In August, Lili Cheng, Corporate Vice President of Business Applications and Platforms at Microsoft, wrote on the keys to MR success for frontline workers, including integrating MR and AI to establish the industrial Metaverse – lending a hand in optimizing frontline operations.

The Microsoft exec mentioned the importance and roles of integrated technologies such as digital twins, which can be “further enhanced by AI,” saying:

Mixed reality is the eyes and ears of AI. Delving into operation nuances for personalized, in-depth learning becomes easier. When integrated, mixed reality and AI accelerate worker training, shortening steps and supplying users with the working knowledge they need for the task at hand.

Since the launch of Microsoft’s industrial Metaverse roadmap, the firm is readying up for the general release of multiple XR solutions at the start of 2024 – which deeply integrate AI into each service,

2024: The Year of the Industrial Metaverse

Microsoft’s introduction of its industrial Metaverse solution came quietly. However, as the following months came about, Microsoft worked hard to scale its roadmap leading into the new year and towards Ignite 2023.

During the Ignite 2023 opening keynote, Microsoft CEO Satya Nadella spoke on the relationship between AI and MR, noting how the emerging technology affects real-world enterprise use cases.

Nadella said:

It’s pretty amazing when you bring these two technologies (AI/MR) together and this stuff is real today its has been deployed in preview at Siemens Energy, Chefron – its great to see the power and i think its goning to be even more powerful in the years to come.

Moreover, at Ignite 2023, the firm explained how its industrial Metaverse roadmap would deliver products ready for the enterprise.

Microsoft announced that it will introduce new avatars to its popular Teams application in January 2024. Microsoft is introducing a suite of no-code tools and integrated Unity features to power the avatar system. This will allow enterprise customers to create bespoke immersive spaces such as employee events, training, tours, and product showcases that can be tailored to business needs.

XR project managers can choose from a collection of pre-built immersive environments available via the Mesh platform and use no-code/Unity tools to customize the space and create a template that an entire organization can access and use.

Microsoft will reveal more details on the Mesh for enterprise service as the January 2024 general availability release approaches, including additional features such as speaker enhancements, attendee engagement options, and interaction.

Microsoft has also announced updates to its Dynamics 365 platform, incorporating cutting-edge technology like AI, MR, IoT, and others to provide users with new Metaverse features that provide assistance reality services – not wholly transformative ones.

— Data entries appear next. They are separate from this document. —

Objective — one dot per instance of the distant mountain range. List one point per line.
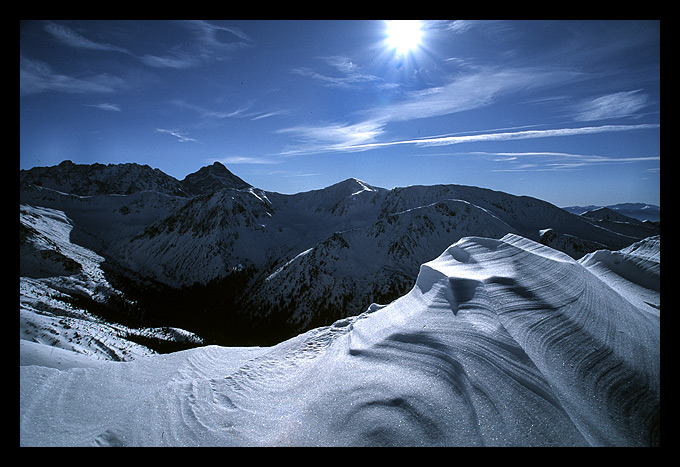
(232, 263)
(639, 211)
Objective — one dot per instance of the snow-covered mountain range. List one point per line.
(297, 260)
(536, 326)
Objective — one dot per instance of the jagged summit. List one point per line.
(211, 178)
(100, 179)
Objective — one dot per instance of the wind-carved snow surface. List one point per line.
(500, 343)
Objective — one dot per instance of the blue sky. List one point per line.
(565, 111)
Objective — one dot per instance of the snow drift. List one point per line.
(500, 343)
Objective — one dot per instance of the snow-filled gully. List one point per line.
(500, 343)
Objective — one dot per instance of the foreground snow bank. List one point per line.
(501, 342)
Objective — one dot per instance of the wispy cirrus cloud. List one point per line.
(181, 137)
(204, 47)
(36, 77)
(553, 161)
(105, 106)
(244, 111)
(469, 91)
(616, 105)
(72, 38)
(332, 137)
(347, 73)
(507, 136)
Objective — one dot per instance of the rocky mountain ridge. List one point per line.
(258, 260)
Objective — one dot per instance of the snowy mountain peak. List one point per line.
(211, 178)
(100, 179)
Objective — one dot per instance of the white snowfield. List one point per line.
(500, 343)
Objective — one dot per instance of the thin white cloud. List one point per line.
(348, 74)
(180, 137)
(345, 137)
(37, 77)
(506, 136)
(105, 106)
(233, 160)
(71, 38)
(467, 92)
(617, 105)
(205, 47)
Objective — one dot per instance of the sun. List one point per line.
(404, 35)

In addition, Microsoft has announced that frontline workers using Hololens and Dynamics 365 can access work order information by communicating with Copilot through Microsoft Teams starting this month. Moreover, Dynamics 365 Field Service customers can now access Dynamics 365 Guides and Dynamics 365 Remote Assistance for free.

Will the Bet Pay Off?

Microsoft is betting big with the industrial Metaverse. The success of its roadmap may reveal the future of Microsoft’s investments in the space. While a firm like Microsoft can afford to lose money researching into immersive workplace solutions, following the hurdles of early 2023, it is safe to assume that Microsoft would like to see some adoption success in January when it debuts its first lineup of XR services.

On the other hand, the industrial Metaverse is not the only XR investment Microsoft has its money in.

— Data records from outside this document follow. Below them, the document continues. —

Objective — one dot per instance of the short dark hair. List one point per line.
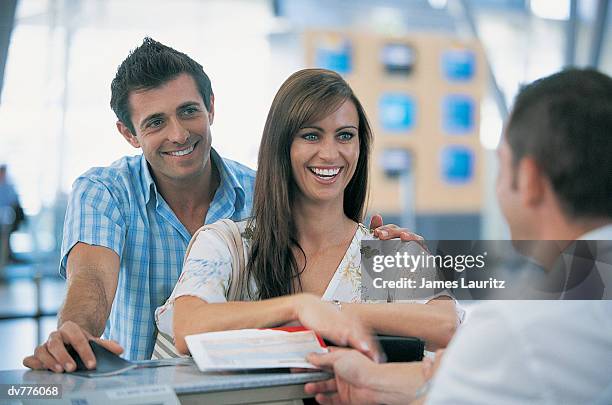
(564, 122)
(149, 66)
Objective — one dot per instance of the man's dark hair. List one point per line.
(149, 66)
(564, 122)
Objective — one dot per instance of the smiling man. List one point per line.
(127, 225)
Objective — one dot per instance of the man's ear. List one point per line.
(531, 182)
(211, 110)
(127, 134)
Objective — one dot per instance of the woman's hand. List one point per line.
(331, 323)
(351, 385)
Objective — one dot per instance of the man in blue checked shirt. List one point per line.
(128, 225)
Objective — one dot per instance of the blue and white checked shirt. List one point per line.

Microsoft is still working on providing enterprise clients with HoloLens 2 support and devices such as HP, Sanofi, and SNC Lavalin.

On the other hand, Microsoft is carefully supporting MRTK and SDK for creating HoloLens 2 applications.

So, while the industrial Metaverse gamble for Microsoft could lead to massive positives or a marketplace defeat, it should be noted that the firm has a deep backup to keep itself afloat in the developing market.

Moreover, with its OpenAI partnership, it appears that Microsoft will never be far behind in the emerging technology landscape.